After Obama’s New Delhi visit in early 2015, Modi’s Pakistan policy transformed conspicuously. He resumed bilateral dialogue unconditionally, only to invite new terror attacks in India’s Punjab and Kashmir states. Still, he paid a surprise visit to Pakistan.

The attack on the Pathankot air base by Pakistani gunmen constituted an act of war. Yet Modi’s only public comment thus far on that attack has been to blame it on “enemies of humanity.” Even when he visited the air base after the attack, he said nothing. If Obama had said nothing when he visited San Bernardino, California — where a married couple of Pakistani origin killed 14 people in December — he would have been roasted by his critics.

It was naive of Modi to think that by supplying Pakistan communication intercepts and other evidence linking the Pathankot attackers with their handlers in that country, the terror masters there would go after their terror proxies.

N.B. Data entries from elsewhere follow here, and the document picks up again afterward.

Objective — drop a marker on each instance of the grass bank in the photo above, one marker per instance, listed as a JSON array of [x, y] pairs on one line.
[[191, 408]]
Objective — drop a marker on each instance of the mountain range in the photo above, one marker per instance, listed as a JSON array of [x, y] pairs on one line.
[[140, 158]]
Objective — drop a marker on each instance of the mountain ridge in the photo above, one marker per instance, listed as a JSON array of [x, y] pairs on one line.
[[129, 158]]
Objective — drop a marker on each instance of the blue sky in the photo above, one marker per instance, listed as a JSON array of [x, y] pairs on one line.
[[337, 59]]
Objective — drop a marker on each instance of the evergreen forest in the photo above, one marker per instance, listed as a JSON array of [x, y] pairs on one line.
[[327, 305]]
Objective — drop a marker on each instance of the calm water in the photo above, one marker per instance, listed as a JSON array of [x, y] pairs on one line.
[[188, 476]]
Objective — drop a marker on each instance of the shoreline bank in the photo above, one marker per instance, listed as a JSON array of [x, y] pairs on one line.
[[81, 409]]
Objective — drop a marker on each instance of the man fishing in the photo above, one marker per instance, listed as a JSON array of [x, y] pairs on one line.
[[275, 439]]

Pakistan is currently carrying out investigations into the Pathankot strike, not to prosecute those behind it but to identify the attack’s operational deficiencies so that the next attack by its terrorist proxies is better planned. That is why it is seeking even more evidence from India.

According to a flawed argument, the only choice for India is between continuing useless talks with Pakistan and waging a full-fledged war. Worse still, some Indians believe that India has no choice but to keep battling Pakistan’s unconventional war on Indian territory. This means treating cross-border terrorism as an internal law-and-order problem and bringing yourself under siege.

Wisdom lies in fighting an unconventional war with an unconventional war that is taken to the enemy’s own land so as to drive home the message that the foe’s aggression is not cost-free.

Today, however, Modi’s Pakistan policy lies in tatters. Modi’s Pakistan visit, in fact, illustrated the difference between diplomacy and drama. By putting the emphasis on drama, Modi undermined Indian diplomacy.

The Indian public is sick and tired of the national leadership’s acts of commission and omission that have made the country repeatedly relive history. According to Indian Army chief Gen. Dalbir Singh, 17 terrorist-training camps in Pakistan close to the border with India are still operating. So, India must brace itself to further cross-border terrorism. The enemy will strike at a time and place of its choosing.

With Modi’s credibility at stake, it is difficult to believe that he will continue with a business-as-usual approach toward Pakistan. But if his government wants history to stop repeating itself, it must develop a credible counterterrorism strategy.

Long-time Japan Times contributor Brahma Chellaney, a geostrategist and author of nine books, is a professor of strategic studies at the New Delhi-based Center for Policy Research and a Richard von Weizsacker Fellow of the Robert Bosch Academy in Berlin.

© The Japan Times, 2016.

China Flexes Its Naval Muscles to Project Power Far Beyond Its Shores

Since 1949, China has been redrawing its frontiers. This still remains an unfinished task for its rulers.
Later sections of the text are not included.